The question is how we can use the sudo utility to display a list of files in a directory to which we have absolutely no Unix filesystem privileges
Consider the following directory and files contained therein:
$ ls -l total 4 drwxrwx---. 2 root root 4096 May 22 21:14 demo $ su Password: XXXXXXXX # ls -l demo total 0 -rw-r--r--. 1 root root 0 May 22 21:14 file1 -rw-r--r--. 1 root root 0 May 22 21:14 file2 -rw-r--r--. 1 root root 0 May 22 21:14 file3 # exit exit
Note the directory permissions are 770 and the user and group owner is root.
Here is the output when I attempt to list the subdirectory contents:
$ whoami fpm $ ls -l demo ls: cannot open directory demo: Permission denied $
This is what I expect because I am not root nor a member of the root group. To enable me to view the directory contents, the directory permissions need to be at least 771 (drwxrwx–x) for a non-root user such as myself to list the directory.
So how can I work around this limitation? One workaround is by using sudo. Assuming I have root privledges via sudo either explicitly or as a member of the wheel group, here is what happens when I naively use sudo to attempt to list the subdirectory contents:
$ sudo ls -l demo/file1 -rw-r--r--. 1 root root 0 May 22 21:14 demo/file1 $ sudo ls -l demo/* ls: cannot access demo/*: No such file or directory $
I still cannot list the files in the demo subdirectory.

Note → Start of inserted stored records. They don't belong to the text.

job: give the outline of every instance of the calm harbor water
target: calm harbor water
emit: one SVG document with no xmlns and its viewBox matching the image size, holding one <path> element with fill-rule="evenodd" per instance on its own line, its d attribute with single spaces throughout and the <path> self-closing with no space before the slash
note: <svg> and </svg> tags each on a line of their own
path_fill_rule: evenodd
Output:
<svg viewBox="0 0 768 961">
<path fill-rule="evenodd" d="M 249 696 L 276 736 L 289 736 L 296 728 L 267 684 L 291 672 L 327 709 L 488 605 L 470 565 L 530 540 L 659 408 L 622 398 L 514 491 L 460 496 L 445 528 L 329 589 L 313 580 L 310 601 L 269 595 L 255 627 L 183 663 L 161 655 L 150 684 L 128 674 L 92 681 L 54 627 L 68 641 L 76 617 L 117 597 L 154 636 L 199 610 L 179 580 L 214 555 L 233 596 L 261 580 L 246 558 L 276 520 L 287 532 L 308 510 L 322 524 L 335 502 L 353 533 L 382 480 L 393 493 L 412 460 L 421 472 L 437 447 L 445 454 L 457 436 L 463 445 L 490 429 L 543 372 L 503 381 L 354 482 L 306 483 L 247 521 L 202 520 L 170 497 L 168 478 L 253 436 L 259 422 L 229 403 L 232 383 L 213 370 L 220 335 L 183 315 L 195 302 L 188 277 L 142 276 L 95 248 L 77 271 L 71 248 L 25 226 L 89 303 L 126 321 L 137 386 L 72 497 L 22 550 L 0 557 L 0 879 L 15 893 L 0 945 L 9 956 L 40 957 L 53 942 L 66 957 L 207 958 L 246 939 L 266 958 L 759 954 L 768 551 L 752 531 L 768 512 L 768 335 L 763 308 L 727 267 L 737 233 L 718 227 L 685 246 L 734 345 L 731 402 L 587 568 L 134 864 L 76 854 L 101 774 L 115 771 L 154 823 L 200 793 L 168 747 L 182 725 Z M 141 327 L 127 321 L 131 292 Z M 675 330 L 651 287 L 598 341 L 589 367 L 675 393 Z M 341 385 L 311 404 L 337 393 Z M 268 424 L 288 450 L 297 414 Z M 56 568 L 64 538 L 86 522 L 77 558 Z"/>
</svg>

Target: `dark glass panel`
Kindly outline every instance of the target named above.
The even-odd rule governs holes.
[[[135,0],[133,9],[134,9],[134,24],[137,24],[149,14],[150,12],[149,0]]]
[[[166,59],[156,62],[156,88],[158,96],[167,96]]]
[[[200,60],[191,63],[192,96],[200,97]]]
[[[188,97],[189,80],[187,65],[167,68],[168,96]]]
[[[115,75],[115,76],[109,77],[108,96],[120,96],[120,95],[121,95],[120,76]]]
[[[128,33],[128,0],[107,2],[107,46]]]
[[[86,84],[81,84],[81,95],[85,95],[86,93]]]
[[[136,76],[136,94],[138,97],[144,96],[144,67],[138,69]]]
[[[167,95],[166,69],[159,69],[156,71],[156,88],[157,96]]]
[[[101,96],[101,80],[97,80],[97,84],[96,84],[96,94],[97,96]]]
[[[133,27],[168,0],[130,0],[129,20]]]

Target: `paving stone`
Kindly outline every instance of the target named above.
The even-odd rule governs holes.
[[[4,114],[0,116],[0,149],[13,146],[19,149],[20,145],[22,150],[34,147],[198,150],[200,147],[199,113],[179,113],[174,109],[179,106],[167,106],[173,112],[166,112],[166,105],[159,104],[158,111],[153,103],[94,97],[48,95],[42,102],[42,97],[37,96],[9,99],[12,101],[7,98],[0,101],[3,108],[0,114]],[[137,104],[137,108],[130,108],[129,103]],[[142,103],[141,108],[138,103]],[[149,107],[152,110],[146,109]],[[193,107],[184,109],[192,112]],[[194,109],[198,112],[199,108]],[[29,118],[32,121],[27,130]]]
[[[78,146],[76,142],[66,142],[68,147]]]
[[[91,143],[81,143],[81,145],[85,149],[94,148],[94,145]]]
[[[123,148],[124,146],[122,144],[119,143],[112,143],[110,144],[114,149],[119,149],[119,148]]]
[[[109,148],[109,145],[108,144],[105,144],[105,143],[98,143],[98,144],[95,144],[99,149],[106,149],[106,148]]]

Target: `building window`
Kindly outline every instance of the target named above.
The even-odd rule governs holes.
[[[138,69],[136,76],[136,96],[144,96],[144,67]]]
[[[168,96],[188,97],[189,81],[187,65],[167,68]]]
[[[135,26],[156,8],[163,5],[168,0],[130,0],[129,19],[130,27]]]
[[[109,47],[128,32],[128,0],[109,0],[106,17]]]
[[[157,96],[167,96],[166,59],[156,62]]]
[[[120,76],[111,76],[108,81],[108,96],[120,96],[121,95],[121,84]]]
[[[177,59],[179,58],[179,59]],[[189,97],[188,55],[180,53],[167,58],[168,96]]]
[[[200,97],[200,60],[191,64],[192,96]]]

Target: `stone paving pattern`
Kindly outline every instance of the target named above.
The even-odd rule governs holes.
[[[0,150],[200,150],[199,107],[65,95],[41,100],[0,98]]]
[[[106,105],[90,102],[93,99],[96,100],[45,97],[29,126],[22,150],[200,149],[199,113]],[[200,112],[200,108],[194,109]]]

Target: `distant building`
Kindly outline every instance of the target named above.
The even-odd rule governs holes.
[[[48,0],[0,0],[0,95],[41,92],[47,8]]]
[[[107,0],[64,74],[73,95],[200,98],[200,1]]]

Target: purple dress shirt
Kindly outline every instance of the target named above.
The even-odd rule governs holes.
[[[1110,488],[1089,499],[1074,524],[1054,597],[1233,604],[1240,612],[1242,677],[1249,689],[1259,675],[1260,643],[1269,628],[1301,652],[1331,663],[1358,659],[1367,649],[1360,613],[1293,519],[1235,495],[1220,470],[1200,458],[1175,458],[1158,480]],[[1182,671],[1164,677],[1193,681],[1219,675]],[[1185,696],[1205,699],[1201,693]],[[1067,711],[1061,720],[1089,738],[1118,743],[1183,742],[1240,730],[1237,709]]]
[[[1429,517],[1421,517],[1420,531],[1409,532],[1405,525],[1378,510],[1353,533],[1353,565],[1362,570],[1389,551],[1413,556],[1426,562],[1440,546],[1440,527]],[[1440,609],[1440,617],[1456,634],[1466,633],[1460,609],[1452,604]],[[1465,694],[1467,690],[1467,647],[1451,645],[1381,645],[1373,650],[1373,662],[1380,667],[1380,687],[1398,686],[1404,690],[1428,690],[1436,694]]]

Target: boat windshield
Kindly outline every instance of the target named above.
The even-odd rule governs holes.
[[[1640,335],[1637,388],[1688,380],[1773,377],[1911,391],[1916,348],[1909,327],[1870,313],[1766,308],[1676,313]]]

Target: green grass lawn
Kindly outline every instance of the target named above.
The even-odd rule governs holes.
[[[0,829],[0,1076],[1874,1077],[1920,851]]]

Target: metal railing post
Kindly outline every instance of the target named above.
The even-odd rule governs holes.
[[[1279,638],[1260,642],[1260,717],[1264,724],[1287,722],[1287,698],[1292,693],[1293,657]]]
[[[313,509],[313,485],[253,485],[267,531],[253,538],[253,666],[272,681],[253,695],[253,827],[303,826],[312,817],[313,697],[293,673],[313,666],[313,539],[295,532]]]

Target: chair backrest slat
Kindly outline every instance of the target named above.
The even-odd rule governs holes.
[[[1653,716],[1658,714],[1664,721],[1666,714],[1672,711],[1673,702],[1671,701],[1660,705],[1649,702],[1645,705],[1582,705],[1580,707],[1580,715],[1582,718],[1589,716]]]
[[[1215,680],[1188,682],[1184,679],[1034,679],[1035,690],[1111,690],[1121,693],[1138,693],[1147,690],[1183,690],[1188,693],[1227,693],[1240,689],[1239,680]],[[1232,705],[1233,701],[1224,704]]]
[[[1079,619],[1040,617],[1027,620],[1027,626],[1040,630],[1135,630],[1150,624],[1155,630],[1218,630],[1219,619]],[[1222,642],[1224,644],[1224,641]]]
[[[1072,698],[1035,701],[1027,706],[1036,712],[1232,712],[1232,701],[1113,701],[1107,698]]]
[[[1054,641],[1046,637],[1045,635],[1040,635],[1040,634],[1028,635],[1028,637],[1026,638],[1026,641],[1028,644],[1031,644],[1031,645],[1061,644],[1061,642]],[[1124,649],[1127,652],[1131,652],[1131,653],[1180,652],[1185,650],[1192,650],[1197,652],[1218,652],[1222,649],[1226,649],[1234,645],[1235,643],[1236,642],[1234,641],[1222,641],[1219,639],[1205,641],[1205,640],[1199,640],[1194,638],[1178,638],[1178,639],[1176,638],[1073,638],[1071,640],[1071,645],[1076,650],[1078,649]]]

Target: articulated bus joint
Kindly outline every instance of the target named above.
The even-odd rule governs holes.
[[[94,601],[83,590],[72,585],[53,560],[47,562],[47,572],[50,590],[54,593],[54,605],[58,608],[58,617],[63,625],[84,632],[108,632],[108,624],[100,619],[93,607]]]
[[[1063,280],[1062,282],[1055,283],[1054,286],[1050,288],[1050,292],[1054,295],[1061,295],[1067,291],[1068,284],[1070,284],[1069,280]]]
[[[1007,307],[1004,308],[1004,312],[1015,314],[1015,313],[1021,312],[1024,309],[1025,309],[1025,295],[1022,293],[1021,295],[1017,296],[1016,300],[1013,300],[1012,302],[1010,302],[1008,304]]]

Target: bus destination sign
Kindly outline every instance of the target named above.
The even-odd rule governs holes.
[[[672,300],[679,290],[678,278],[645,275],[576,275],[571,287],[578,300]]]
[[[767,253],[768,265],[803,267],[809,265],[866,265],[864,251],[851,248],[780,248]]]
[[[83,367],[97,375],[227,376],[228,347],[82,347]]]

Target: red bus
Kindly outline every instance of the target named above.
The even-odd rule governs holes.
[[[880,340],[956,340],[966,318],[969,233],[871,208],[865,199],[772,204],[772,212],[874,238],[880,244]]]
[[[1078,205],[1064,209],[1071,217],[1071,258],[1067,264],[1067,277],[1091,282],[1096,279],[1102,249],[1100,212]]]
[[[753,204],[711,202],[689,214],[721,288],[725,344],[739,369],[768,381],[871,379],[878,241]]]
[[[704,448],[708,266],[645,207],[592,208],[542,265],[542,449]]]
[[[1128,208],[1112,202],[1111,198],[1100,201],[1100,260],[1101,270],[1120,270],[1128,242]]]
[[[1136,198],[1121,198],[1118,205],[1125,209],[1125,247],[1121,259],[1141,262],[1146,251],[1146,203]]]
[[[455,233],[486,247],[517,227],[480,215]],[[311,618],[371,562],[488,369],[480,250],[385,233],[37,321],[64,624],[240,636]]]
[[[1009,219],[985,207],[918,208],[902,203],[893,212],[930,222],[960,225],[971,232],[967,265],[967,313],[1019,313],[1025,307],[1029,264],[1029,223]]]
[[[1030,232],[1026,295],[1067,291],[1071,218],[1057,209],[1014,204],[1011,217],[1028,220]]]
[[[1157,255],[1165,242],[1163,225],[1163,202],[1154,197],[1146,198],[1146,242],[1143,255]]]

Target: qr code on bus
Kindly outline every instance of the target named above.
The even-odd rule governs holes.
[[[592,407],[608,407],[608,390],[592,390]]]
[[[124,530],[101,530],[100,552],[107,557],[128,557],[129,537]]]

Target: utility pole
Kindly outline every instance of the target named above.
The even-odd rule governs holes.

The above does not work because the shell attempts to glob demo/* before passing the result of globing to sudo which then passes it unchanged to ls. Since the shell is not running as root, it is not able to traverse the directory and globbing fails. Thus, ls receives the unexpanded globbing pattern demo/* in its argument list.
Note that ls and other Linux utilities do not perform globbing. The utilities expect a list of filenames as command line arguments.
The most straight forward way to get correct results is to invoke ls -l demo/* in a sub-shell. Quote the command string using either double quotes (“) or single quotes (‘).
$ sudo sh -c "ls -l demo/*" -rw-r--r--. 1 root root 0 May 22 21:14 demo/file1 -rw-r--r--. 1 root root 0 May 22 21:14 demo/file2 -rw-r--r--. 1 root root 0 May 22 21:14 demo/file3 $ sudo sh -c 'ls -l demo/*' -rw-r--r--. 1 root root 0 May 22 21:14 demo/file1 -rw-r--r--. 1 root root 0 May 22 21:14 demo/file2 -rw-r--r--. 1 root root 0 May 22 21:14 demo/file3 $ sudo -s ksh -c "ls -l demo/*" -rw-r--r--. 1 root root 0 May 22 21:14 demo/file1 -rw-r--r--. 1 root root 0 May 22 21:14 demo/file2 -rw-r--r--. 1 root root 0 May 22 21:14 demo/file3 $
As you can see, there is no difference in output.
Note that there may be a difference if you use shell variables. Here is an example where there is a difference.
$ sudo sh -c 'echo $USER' root $ sudo sh -c "echo $USER" fpm
There are other workarounds to this issue besides sudo. For example, I could be added to the root group but that has security implications. Another group of which I am a member could be given group ownership of the subdirectory. POSIX ACLs could be used to grant browsing and other permissions to the subdirectory.